New generation of tradesmen prepare for jobs

Friday, February 23, 2018, Vol. 42, No. 8
By Bill Lewis

Caleb Murphy, 26, a second-year student studying to be an electrician, during class at Associated Builders and Contractors construction school.

-- Michelle Morrow | The Ledger

In his previous job, Caleb Murphy was a member of a U.S. Army explosive ordnance disposal unit – “the bomb squad,” he explains more bluntly – in Afghanistan.

Now he’s working full time while attending night classes preparing him for a career as an electrician.

“It’s one of my best things, working with my hands,” Murphy adds.

The classes he attends two nights a week aren’t held at a community college or one of Tennessee’s public Colleges of Applied Technology.

Murphy and 38 other second-year students are at the Elm Hill Pike headquarters of Associated Builders and Contractors, a trade group whose members are contractors in the commercial construction industry.

In classrooms throughout the building, other students are attending four-year programs in plumbing, carpentry and heating, ventilation and air-conditioning – HVAC – systems. Currently, 330 students are enrolled. Their employers pay their tuition.

Murphy’s class is so large that Michele Correnti, ABC’s education director, had to move it from a classroom into a large space resembling a hotel ballroom.

“Over the last two years, it has been growing.
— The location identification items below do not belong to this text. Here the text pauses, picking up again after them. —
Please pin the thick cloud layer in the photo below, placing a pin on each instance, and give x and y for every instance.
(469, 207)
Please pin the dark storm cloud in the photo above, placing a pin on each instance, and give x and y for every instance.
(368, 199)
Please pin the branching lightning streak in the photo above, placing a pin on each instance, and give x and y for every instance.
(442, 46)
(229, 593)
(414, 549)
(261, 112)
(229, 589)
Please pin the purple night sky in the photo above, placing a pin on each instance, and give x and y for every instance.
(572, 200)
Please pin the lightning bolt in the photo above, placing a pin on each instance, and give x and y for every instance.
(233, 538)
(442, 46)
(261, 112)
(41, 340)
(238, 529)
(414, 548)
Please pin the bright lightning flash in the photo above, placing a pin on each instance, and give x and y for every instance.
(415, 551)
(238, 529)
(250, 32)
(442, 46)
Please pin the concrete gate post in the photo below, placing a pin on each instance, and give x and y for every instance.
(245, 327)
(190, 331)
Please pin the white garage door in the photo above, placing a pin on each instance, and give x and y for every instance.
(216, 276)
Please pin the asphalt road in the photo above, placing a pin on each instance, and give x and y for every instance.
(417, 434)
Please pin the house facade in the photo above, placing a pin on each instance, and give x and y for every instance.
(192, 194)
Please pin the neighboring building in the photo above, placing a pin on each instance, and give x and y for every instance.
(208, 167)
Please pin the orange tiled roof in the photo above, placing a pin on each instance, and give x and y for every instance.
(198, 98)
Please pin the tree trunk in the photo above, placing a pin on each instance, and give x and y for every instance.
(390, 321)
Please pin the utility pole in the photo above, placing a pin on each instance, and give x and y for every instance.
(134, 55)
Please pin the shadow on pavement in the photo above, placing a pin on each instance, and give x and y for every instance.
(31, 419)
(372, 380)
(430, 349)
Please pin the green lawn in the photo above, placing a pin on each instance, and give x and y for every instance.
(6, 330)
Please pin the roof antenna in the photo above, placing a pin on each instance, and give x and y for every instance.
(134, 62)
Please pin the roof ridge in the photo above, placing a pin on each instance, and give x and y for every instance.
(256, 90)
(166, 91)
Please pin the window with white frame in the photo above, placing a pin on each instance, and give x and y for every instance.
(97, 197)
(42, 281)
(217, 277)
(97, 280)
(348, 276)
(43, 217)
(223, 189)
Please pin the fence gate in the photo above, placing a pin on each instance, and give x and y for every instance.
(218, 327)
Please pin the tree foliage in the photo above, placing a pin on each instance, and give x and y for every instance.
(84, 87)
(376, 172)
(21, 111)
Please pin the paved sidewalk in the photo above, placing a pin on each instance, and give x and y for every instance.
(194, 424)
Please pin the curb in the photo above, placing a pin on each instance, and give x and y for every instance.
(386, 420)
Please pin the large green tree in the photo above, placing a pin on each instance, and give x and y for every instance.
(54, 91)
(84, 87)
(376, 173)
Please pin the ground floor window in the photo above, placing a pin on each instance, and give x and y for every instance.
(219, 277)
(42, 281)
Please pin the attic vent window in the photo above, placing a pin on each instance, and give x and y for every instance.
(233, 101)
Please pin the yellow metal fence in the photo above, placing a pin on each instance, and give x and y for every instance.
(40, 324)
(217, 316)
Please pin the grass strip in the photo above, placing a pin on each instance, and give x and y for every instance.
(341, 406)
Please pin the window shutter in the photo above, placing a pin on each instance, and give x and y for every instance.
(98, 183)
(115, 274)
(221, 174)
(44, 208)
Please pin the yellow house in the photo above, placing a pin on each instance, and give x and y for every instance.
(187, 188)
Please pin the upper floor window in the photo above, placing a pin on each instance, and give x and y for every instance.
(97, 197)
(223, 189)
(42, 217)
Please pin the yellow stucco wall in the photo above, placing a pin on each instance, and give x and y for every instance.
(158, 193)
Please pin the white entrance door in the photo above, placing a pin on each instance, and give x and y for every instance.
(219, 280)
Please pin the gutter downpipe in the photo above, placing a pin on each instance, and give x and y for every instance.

We’re out of space,” Correnti says of ABC’s training program.

ABC’s members are actively recruiting people like Murphy. They face a growing shortfall of skilled tradespeople. As experienced employees age out of the workforce, there aren’t enough younger people to take their place. The industry estimates that for every five skilled workers who retire, only one person is in line to fill each position.

“ABC’s school has higher enrollment than they’ve ever had,” adds David Stansell, CEO of Stansell Electric Co. and past chairman of ABC’s board of directors.

Moe Dillingham has been teaching for at ABC for 23 years. He’s seen steady growth in his classes, and now has 39 students. The entire school has close to 300 students.

-- Michelle Morrow | The Ledger

The industry is pinning its hopes on people like Murphy and Joshua Hughes, another second-year apprentice electrician. His employer is preparing him for a management position.

This is a good time to be in the building trades in Nashville, Hughes says.

The city’s population is growing, and so is demand for new commercial construction.

“One hundred people a day” are moving to the city by some estimates, he adds. “It’s crazy.”

Murphy took a look at the industry and saw an opportunity.

“I had a family member in the electrical trade and knew a lot of construction was going on,” he points out.

Moe Dillingham, who is teaching, says that after four years of school, his students will become journeymen electricians.

“This is their step up,” he says. “At the end of four years, (their employers) expect them to run jobs.”

The shortfall in skilled labor grew over time, explains Toby Compton, ABC’s president.

“Culturally, over many years, schools cut back on their shop programs” and steered students toward college.

Teachers would “tell you if you don’t do better, you’ll be a ditch digger. But those guys are making good money,” Compton adds.